True contentment is a thing as active as agriculture. It is the power of getting out of any situation all that there is in it. It is arduous and it is rare. The absence of this digestive talent is what makes so cold and incredible the tales of so many people who say they have been "through" things; when it is evident that they have come out on the other side quite unchanged. A man might have gone "through" a plum pudding as a bullet might go through a plum pudding; it depends on the size of the pudding—and the man. But the awful and sacred question is "Has the pudding been through him?" Has he tasted, appreciated, and absorbed the solid pudding, with its three dimensions and its three thousand tastes and smells? Can he offer himself to the eyes of men as one who has cubically conquered and contained a pudding?
In the same way we may ask of those who profess to have passed through trivial or tragic experiences whether they have absorbed the content of them; whether they licked up such living water as there was. It is a pertinent question in connection with many modern problems.
Thus the young genius says, "I have lived in my dreary and squalid village before I found success in Paris or Vienna." The sound philosopher will answer, "You have never lived in your village, or you would not call it dreary and squalid."
Thus the Imperialist, the Colonial idealist (who commonly speaks and always thinks with a Yankee accent) will say, "I've been right away from these little muddy islands, and seen God's great seas and prairies." The sound philosopher will reply, "You have never been in these islands; you have never seen the weald of Sussex or the plain of Salisbury; otherwise you could never have called them either muddy or little."
Thus the Suffragette will say, "I have passed through the paltry duties of pots and pans, the drudgery of the vulgar kitchen; but I have come out to intellectual liberty." The sound philosopher will answer, "You have never passed through the kitchen, or you never would call it vulgar.
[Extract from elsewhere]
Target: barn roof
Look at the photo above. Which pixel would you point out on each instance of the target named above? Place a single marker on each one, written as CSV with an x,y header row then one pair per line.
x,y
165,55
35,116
Wiser and stronger women than you have really seen a poetry in pots and pans; naturally, because there is a poetry in them." It is right for the village violinist to climb into fame in Paris or Vienna; it is right for the stray Englishman to climb across the high shoulder of the world; it is right for the woman to climb into whatever cathedrae or high places she can allow to her sexual dignity. But it is wrong that any of these climbers should kick the ladder by which they have climbed. But indeed these bitter people who record their experiences really record their lack of experiences. It is the countryman who has not succeeded in being a countryman who comes up to London. It is the clerk who has not succeeded in being a clerk who tries (on vegetarian principles) to be a countryman. And the woman with a past is generally a woman angry about the past she never had.
When you have really exhausted an experience you always reverence and love it. The two things that nearly all of us have thoroughly and really been through are childhood and youth. And though we would not have them back again on any account, we feel that they are both beautiful, because we have drunk them dry.